3. Chelsea need midfield balance – quickly
That Antonio Conte was seemingly happy to allow Nemanja Matic to join a Premier League rival was descriptive. It wasn’t a bad decision, particularly as Tiemoue Bakayoko has been signed as a replacement partner for N’Golo Kante.
The Community Shield did show, however, just how important the centre of midifeld is to Chelsea’s overall stability. Even without Aaron Ramsey and Santi Cazorla, Arsenal’s ability to penetrate into the final third was concerning and, on more than one occasion, showed that Cesc Fabregas is beyond an age where he can realistically expect to be a defensive asset. Bakayoko should resolve that issue and allow Fabregas to only be depended upon for his creative value, but it’s a role he’ll need to grow into quickly if Chelsea are to retain their title.
4. Chelsea’s economy is their greatest commodity
There are many reasons why Chelsea are reigning Premier League champions, but most important among all of them is their durabiity. They didn’t play well at Wembley, Arsenal were superior for long periods and deserved their win, but they were – as they have often been under Conte – economical. When Victor Moses scored just after half time, it was from his side’s first proper chance of the game. Arsenal had done little wrong, hadn’t needed to withstand any concentrated pressure, but were punished ruthlessly for a fleeting lapse in concentration.

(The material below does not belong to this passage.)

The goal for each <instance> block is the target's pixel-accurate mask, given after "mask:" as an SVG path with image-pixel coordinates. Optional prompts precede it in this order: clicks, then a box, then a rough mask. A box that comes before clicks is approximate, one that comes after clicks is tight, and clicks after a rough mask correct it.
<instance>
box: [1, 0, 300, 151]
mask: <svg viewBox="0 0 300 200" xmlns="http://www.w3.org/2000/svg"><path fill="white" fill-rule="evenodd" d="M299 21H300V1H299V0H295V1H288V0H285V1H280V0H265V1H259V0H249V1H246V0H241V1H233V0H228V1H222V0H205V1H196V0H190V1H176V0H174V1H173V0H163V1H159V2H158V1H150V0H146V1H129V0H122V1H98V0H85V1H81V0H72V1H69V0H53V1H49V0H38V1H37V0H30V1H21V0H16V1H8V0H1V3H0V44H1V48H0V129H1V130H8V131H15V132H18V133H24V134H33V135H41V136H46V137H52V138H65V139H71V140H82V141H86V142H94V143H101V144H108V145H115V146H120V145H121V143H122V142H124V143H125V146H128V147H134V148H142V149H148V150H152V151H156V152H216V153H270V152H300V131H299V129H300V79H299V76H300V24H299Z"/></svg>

Mistakes happen in football and must be tolerated, but this game served to illustrate just how important it is to take chances against this Chelsea team. They aren’t particularly stylish – in fact they’re rather robotic – but they punish profligacy like no other. Worse, they don’t need to be playing particularly well to do it. They may have ultimately lost on penalties, but under normal conditions they would have snuck away with a draw despite being badly out-hit.

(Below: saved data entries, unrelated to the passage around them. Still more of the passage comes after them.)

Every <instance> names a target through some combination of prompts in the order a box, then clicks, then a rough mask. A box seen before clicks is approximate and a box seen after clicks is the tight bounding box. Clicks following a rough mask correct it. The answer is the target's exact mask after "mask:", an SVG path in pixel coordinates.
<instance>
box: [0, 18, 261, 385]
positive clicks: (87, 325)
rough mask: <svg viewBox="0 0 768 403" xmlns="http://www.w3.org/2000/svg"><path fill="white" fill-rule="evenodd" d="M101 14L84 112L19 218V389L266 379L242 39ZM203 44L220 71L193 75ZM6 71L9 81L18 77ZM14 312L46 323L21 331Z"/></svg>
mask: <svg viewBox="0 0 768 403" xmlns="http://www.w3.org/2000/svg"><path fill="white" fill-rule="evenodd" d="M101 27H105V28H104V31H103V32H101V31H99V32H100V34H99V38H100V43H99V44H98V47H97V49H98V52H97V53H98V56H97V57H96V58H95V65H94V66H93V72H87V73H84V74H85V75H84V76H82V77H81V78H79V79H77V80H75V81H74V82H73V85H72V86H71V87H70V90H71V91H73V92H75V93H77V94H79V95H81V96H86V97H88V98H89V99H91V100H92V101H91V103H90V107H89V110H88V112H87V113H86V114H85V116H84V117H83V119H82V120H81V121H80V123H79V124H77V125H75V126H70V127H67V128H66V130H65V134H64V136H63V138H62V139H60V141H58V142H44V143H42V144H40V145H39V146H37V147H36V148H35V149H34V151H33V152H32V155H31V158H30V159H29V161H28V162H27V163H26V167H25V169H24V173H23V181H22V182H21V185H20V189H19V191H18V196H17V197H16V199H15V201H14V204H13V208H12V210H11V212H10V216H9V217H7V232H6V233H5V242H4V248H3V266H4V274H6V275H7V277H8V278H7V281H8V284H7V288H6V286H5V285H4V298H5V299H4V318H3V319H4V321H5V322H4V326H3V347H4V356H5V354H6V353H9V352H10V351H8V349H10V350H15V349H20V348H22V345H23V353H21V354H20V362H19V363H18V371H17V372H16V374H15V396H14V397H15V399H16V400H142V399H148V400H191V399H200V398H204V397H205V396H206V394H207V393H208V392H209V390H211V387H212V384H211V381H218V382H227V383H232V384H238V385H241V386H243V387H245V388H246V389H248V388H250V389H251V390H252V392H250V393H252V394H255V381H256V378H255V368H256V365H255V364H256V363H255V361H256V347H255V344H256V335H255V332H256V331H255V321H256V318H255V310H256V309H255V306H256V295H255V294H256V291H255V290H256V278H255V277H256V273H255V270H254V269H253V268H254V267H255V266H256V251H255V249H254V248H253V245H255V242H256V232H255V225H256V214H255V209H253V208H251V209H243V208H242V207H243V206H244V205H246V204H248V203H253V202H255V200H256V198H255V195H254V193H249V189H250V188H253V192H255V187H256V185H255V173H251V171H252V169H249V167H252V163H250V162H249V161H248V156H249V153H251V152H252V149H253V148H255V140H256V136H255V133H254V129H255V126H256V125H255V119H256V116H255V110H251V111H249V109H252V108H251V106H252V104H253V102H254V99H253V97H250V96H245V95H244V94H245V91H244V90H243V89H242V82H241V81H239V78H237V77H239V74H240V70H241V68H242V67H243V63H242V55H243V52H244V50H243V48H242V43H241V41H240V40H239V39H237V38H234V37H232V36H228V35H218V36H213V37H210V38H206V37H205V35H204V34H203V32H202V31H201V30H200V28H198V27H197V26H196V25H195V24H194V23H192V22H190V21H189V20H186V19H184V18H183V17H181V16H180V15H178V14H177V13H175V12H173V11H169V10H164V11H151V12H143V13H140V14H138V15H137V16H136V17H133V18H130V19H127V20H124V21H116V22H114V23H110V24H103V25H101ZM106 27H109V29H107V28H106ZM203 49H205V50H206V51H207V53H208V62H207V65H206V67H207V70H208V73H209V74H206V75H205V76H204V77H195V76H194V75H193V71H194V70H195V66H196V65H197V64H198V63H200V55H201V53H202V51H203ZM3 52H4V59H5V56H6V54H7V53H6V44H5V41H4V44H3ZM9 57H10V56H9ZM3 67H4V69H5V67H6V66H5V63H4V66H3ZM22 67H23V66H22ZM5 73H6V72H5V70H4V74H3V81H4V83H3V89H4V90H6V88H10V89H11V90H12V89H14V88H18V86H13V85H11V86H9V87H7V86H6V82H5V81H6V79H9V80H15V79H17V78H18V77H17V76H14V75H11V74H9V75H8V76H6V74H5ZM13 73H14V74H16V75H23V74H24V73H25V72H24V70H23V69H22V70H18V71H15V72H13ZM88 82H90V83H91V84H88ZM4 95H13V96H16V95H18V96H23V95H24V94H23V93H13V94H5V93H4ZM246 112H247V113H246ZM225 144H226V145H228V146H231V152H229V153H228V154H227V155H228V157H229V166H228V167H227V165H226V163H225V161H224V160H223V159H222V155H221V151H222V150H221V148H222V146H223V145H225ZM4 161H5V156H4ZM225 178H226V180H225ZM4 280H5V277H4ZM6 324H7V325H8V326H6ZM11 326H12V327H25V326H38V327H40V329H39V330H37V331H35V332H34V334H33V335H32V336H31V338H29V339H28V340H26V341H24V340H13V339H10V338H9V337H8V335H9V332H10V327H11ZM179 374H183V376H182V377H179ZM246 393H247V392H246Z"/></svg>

5. Sead Kolasinac solves a potential Arsenal problem
Kolasinac eventually scored the equaliser – and a fine header it was – but his more general performance was encouraging. While Arsenal players in recent years have nearly all adhered to the same willowy, technical profile, the Bosnian is a hybrid of physical size and no little technique.

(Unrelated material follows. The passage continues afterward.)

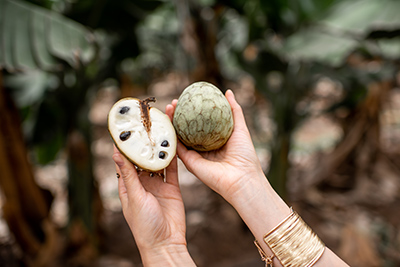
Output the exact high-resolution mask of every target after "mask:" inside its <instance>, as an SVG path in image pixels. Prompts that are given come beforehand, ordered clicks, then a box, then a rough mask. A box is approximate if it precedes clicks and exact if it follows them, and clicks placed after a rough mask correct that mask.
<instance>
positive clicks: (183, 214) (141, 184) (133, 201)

Towards the end of last season, Wenger migrated away from his traditional back four and deployed a three centre-back system which ultimately proved highly successful – most notably, of course, against Chelsea themselves in the cup final.
The signing of Kolasinac would appear to suggest that to be a permanent change. He has the mobility and stamina to play full or wing-back, but clearly also the frame and attributes to occupy the left centre-back position too. Given that Wenger was initially prepared to trial Nacho Monreal in that role in late 2016/17, Kolasinac’s arrival should allow Arsenal to evolve with few growing pains.